Is there a way to block a thread forever on freestanding targets without resorting to inline asm?

The simplest way would be to loop forever loading or storing to a volatile global. I believe LLVM understands that it isn't allowed to fold those even if it can prove that they're the only accesses.

[RalfJung]

although it unfortunately ties IR even more to C/C++ semantics.

Well it's really part of LLVM's mustprogress attribute. LLVM itself documents that atomics count as making progress. So this optimization violates what is written in the LangRef.

If there's no mustprogress then atomics can be removed without replacement.

[efriedma-quic]

For reference:

• The relevant standard paragraph here is actually [intro.progess]p1: "The implementation may assume that any thread will eventually do one of the following [...]".
• The relevant bit of LangRef: https://llvm.org/docs/LangRef.html#langref-mustprogress .

it unfortunately ties IR even more to C/C++ semantics

The definition of "mustprogress" is already tied to C++ semantics, and I don't think there's any way around that. Maybe we can figure out some way to avoid complicating programs that aren't using "mustprogress" markings.

This is obviously not true. You can, for example, wait on an std::condition_variable (which is also a lot more efficient because it indicates to the OS that the thread is idle).

Should have clarified with "...on freestanding" (since that is what I'm targetting).

If your environment has threads, it should provide some way for a thread to block without spinning the CPU, and you should probably use it.

Otherwise, a loop involving a volatile operation or asm(""); should be reliable. (You mention "very sub-optimal code", but if the CPU isn't doing any useful work anyway, I can't see how that matters.) Or you can use -fno-finite-loops to turn off the relevant optimizations.

[gonzalobg]

If your environment has threads, it should provide some way for a thread to block without spinning the CPU, and you should probably use it.

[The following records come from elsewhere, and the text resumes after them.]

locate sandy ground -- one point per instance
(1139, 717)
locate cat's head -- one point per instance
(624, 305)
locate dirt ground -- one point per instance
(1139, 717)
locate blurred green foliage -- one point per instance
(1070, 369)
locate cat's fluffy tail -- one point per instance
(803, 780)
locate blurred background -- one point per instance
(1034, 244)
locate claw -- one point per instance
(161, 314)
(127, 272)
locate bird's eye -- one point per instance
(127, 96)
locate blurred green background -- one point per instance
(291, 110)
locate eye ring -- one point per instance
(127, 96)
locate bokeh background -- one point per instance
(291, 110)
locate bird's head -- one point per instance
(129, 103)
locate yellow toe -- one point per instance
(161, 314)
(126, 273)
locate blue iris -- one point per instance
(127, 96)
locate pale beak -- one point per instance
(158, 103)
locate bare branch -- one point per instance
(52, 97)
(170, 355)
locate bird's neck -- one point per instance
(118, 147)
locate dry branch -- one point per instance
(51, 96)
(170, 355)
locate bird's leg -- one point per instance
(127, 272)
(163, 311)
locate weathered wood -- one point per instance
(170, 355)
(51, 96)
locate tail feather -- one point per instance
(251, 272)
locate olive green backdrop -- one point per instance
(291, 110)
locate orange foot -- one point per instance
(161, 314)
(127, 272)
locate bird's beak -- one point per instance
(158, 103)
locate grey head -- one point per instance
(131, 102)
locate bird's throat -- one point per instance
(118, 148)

Both C++ and clang support environments with threads that don't provide this.

You mention "very sub-optimal code", but if the CPU isn't doing any useful work anyway, I can't see how that matters.

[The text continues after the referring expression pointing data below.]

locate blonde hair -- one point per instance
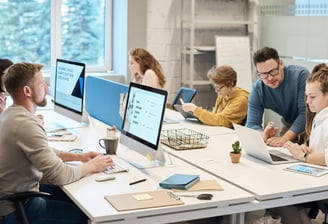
(318, 74)
(224, 74)
(147, 61)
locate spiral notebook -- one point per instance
(142, 200)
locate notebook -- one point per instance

Both C++ and clang support environments with more than one hardware thread, on which a hardware thread spinning doing nothing is significantly better than spinning by bombarding the memory subsystem with useless requests that may slow down the progress of other threads.

Or you can use -fno-finite-loops to turn off the relevant optimizations. Otherwise, a loop involving a volatile operation or asm("");

The -fno-finite-loops seems like a pretty big hammer with wide performance impact. Spinning on a volatile asm("") sounds reasonable.

[rjmccall]

Both C++ and clang support environments with more than one hardware thread, on which a hardware thread spinning doing nothing is significantly better than spinning by bombarding the memory subsystem with useless requests that may slow down the progress of other threads.

Your idiom has the same impact on the memory subsystem as loading from a volatile global would.

[gonzalobg]

Your idiom has the same impact on the memory subsystem as loading from a volatile global would.

AFAICT, C++ compilers are allowed to lower the volatile and atomic implementations of the idiom to the equivalent of:

LABEL:  jump LABEL;

on most hardware architectures, since the effects of atomic or volatile ops on a private automatic variable that is not escaped can't be observed by the program.

Your point is therefore not obvious to me. Are you claiming that the impact of moving the stack pointer back by one instruction on the memory subsystem is the same as that of issuing an actual load for all hardware?

[rjmccall]

I agree that it's easier to optimize your idiom. I'm just saying that the compilers which aren't miscompiling it do not in fact optimize away the load, so the idiom's performance benefit over a volatile load is currently just theoretical. Also, in practice both patterns will just hit L1 forever and never bother the rest of memory.

[gonzalobg]

@rjmccall

Also, in practice both patterns will just hit L1 forever and never bother the rest of memory.

This does not hold for many environments clang supports. For example, the NVPTX backend will spill the automatic variable to local memory and perform local memory accesses while spinning.